И она с задорным видом настоящей французской кокотки – увы! – низкого пошиба, ухарски щелкнула пальчиками перед воображаемым носом злополучного Мишеля.
Потом с тем же веселым хохотом повалилась на ближайшую кушетку, вся потягиваясь, нежась и извиваясь на ней с чисто кошачьей грацией. Протянула руку через голову, нащупала стоявший в изголовьях кушетки на стенном бра портрет… То было изображение Арнольда. На нее смотрели дерзкие, усталые глаза, и чуть усмехались надменные порочные губы. Девушка смотрела минуту жадным влюбленным взглядом в красивое лицо Арнольда. Потом, с внезапно загоревшимися глазами, с яркой краской, внезапно вспыхнувшей на лице, прижала портрет к сильно бьющемуся сердцу и опрокинулась с ним вместе на спинку кушетки, осторожно и нежно сжимая его в объятиях. А услужливая память уже рисовала пережитые впечатления из недавнего полудетского прошлого.

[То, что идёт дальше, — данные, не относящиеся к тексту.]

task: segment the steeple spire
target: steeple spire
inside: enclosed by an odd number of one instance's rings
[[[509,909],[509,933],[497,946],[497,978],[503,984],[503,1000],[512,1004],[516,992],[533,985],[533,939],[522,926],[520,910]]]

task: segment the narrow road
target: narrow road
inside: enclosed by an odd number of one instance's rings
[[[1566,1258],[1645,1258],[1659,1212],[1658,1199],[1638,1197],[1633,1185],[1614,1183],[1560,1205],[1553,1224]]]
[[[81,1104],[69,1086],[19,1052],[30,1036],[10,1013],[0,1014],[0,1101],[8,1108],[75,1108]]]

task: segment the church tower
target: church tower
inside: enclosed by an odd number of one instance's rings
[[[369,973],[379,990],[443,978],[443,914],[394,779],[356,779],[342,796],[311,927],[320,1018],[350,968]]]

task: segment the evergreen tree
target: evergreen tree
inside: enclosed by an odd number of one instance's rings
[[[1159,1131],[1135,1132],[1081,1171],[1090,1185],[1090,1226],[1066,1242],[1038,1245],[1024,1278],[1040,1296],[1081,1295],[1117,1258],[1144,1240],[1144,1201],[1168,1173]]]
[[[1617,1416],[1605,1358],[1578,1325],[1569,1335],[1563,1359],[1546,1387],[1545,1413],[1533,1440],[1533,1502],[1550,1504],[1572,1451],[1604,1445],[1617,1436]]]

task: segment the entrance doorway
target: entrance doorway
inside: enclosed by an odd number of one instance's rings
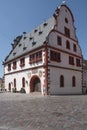
[[[31,78],[30,92],[41,92],[41,82],[37,76]]]

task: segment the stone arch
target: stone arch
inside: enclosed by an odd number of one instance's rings
[[[30,80],[30,92],[41,92],[41,81],[36,75]]]

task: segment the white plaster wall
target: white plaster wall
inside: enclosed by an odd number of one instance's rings
[[[60,75],[64,76],[64,87],[60,87]],[[76,77],[76,87],[72,87],[72,77]],[[50,67],[50,94],[81,94],[82,73]]]
[[[68,19],[68,23],[65,23],[65,18]],[[62,6],[57,18],[57,27],[56,31],[52,31],[49,34],[49,44],[54,47],[51,50],[60,52],[61,62],[51,61],[50,59],[50,79],[49,87],[51,94],[81,94],[82,93],[82,66],[76,66],[76,58],[82,57],[82,52],[78,44],[76,37],[76,30],[74,26],[74,21],[70,11]],[[64,27],[67,27],[70,30],[70,38],[65,36]],[[62,38],[62,45],[57,44],[57,36]],[[66,40],[70,42],[70,49],[66,48]],[[73,44],[76,44],[77,51],[74,52]],[[74,57],[74,65],[69,64],[69,56]],[[50,49],[49,49],[50,57]],[[82,58],[80,58],[82,65]],[[76,70],[76,71],[75,71]],[[60,75],[64,76],[65,87],[60,88]],[[72,87],[72,77],[76,77],[76,87]]]
[[[13,73],[13,72],[17,72],[17,71],[22,71],[25,69],[30,69],[32,67],[41,66],[44,63],[44,56],[43,55],[44,55],[44,52],[42,50],[42,61],[40,61],[38,63],[34,63],[34,64],[29,64],[29,55],[24,56],[25,57],[25,66],[23,66],[23,67],[20,67],[20,58],[18,58],[18,59],[16,59],[16,62],[17,62],[16,69],[13,69],[13,61],[10,62],[11,63],[11,71],[8,71],[8,64],[5,65],[5,74]]]
[[[44,76],[43,76],[43,68],[39,68],[37,69],[36,73],[32,73],[32,70],[30,71],[24,71],[24,72],[20,72],[20,73],[14,73],[14,74],[10,74],[10,75],[5,75],[5,89],[7,89],[8,91],[8,84],[11,83],[11,87],[14,88],[14,78],[16,79],[16,88],[17,91],[20,91],[21,87],[22,87],[22,78],[25,77],[25,90],[26,93],[30,93],[30,80],[31,78],[36,75],[40,78],[41,81],[41,92],[43,90],[43,85],[44,85]],[[40,75],[40,72],[42,72],[42,75]],[[42,92],[43,93],[43,92]]]
[[[54,49],[51,49],[51,50],[54,50]],[[78,70],[78,71],[82,70],[82,67],[76,66],[77,57],[74,56],[74,65],[70,65],[69,64],[69,54],[63,53],[61,51],[57,51],[57,52],[59,52],[61,54],[61,62],[51,61],[49,58],[49,61],[50,61],[49,65],[56,66],[56,67],[62,67],[62,68],[66,68],[66,69],[74,69],[74,70]],[[50,57],[50,49],[49,49],[49,57]],[[82,64],[82,60],[81,60],[81,64]]]
[[[20,58],[16,59],[17,67],[16,69],[13,69],[13,61],[11,63],[11,71],[8,71],[8,64],[5,65],[5,88],[8,91],[8,84],[11,83],[11,88],[14,87],[13,81],[14,78],[16,79],[16,86],[17,91],[20,91],[22,87],[22,78],[25,77],[26,79],[26,85],[25,90],[26,93],[30,93],[30,80],[34,75],[39,76],[39,72],[42,72],[42,76],[40,77],[41,81],[41,92],[43,94],[43,85],[44,85],[44,77],[43,77],[43,68],[40,68],[39,66],[43,65],[44,63],[44,51],[42,50],[42,61],[34,64],[29,64],[29,55],[25,56],[25,66],[20,67]],[[32,68],[38,67],[37,72],[33,73]],[[12,90],[12,89],[11,89]]]
[[[57,44],[57,36],[60,36],[62,38],[62,45],[61,46]],[[68,40],[70,42],[70,49],[66,48],[66,40]],[[50,35],[49,35],[49,44],[51,46],[53,46],[53,47],[56,47],[58,49],[66,51],[68,53],[72,53],[72,54],[79,55],[79,56],[82,55],[80,46],[76,41],[73,41],[72,39],[67,38],[67,37],[65,37],[64,35],[62,35],[62,34],[60,34],[58,32],[51,32],[50,33]],[[73,51],[73,44],[76,44],[76,48],[77,48],[76,52]]]
[[[65,23],[65,18],[68,19],[68,24]],[[59,12],[59,15],[58,15],[57,30],[59,32],[65,34],[64,26],[70,29],[70,37],[75,39],[75,40],[77,40],[76,34],[75,34],[75,27],[74,27],[74,21],[72,19],[72,15],[71,15],[70,11],[65,6],[62,6],[60,8],[60,12]]]

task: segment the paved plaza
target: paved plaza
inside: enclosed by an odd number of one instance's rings
[[[87,130],[87,95],[0,93],[0,130]]]

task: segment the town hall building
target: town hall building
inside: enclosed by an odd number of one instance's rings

Ей, Клео, минуло одиннадцать лет, когда в их доме появился этот красивый, тогда еще тридцатилетний блондин, пресыщенный и одновременно усталый. Рано развившаяся девочка, росшая на свободе среди удушливо-пряной обстановки дома, хозяйка которого делила себя между подмостками и поклонниками, предоставленная развращенным нянькам и боннам, читавшая чуть ли не с восьми лет бульварную рухлядь, сразу при появлении в доме дяди Макса, жениха ее матери, почувствовала к нему какое-то острое влечение полуребенка-полуженщины. Дядю Макса очень забавляла эта детская любовь, и он всячески поощрял ее – разумеется, в шутку? Клео помнит его чересчур продолжительные поцелуи и не менее продолжительные сидения на коленях молодого, интересного жениха ее матери. Помнит его растлевающую лесть, его щедрые подарки, всегда умело подчеркивающие ее тщеславие крошечной женщины: полуигрушечные браслеты, кольца и прочую дорогую бижутерию, которыми он баловал ее вначале. А когда ей минуло четырнадцать лет, он привез ей целое приданое – белье из шелкового батиста, тончайшего, как паутина, с кружевами, прошивками и лентами, которому позавидовала бы любая шикарная парижская кокотка. Его ласки делались все смелее и смелее. Его чары заволакивали туманом экзальтированную рыжую головку. Недетская чувственность и настоящая страсть сжигали теперь маленькое тело подростка. Клео с грехом пополам доучивалась в гимназии… Все ее мысли сводились к одному стремлению, к одной цели: принадлежать ему, Максу… Принадлежать ему всецело… На всю жизнь, всегда, постоянно, ему одному, ему одному. И сейчас, думая эту свою постоянную думу, с закрытыми глазами, вся съежившаяся в комочек, она сладко улыбается своими пухлыми детскими губами…
Вдруг неожиданно она поднимается и садится на кушетке… и нервы ее опять натягиваются, как струны. До ее чуткого слуха долетает звук электрического звонка, несущегося из прихожей. Вот, постукивая каблуками, пробежала по коридору горничная Нюша… Вот снова шаги… Но не ее на этот раз, назойливые, скучные… Знакомая легкая и ленивая походка…
Знакомые, близкие, скорее сердцем, нежели слухом угаданные шаги… И легкий стук в дверь, и милый голос, спрашивающий: «Можно?»
Собственное, упавшее до чуть слышного шепота: «Войдите…»
И сердце Клео замерло в груди. Сердце перестало биться.
IV
– Дядя Макс! – протягивая вперед тонкие розовые руки еще не вполне сформировавшейся девушки, прошептала с истомной нежностью Клео и зажмурила глаза.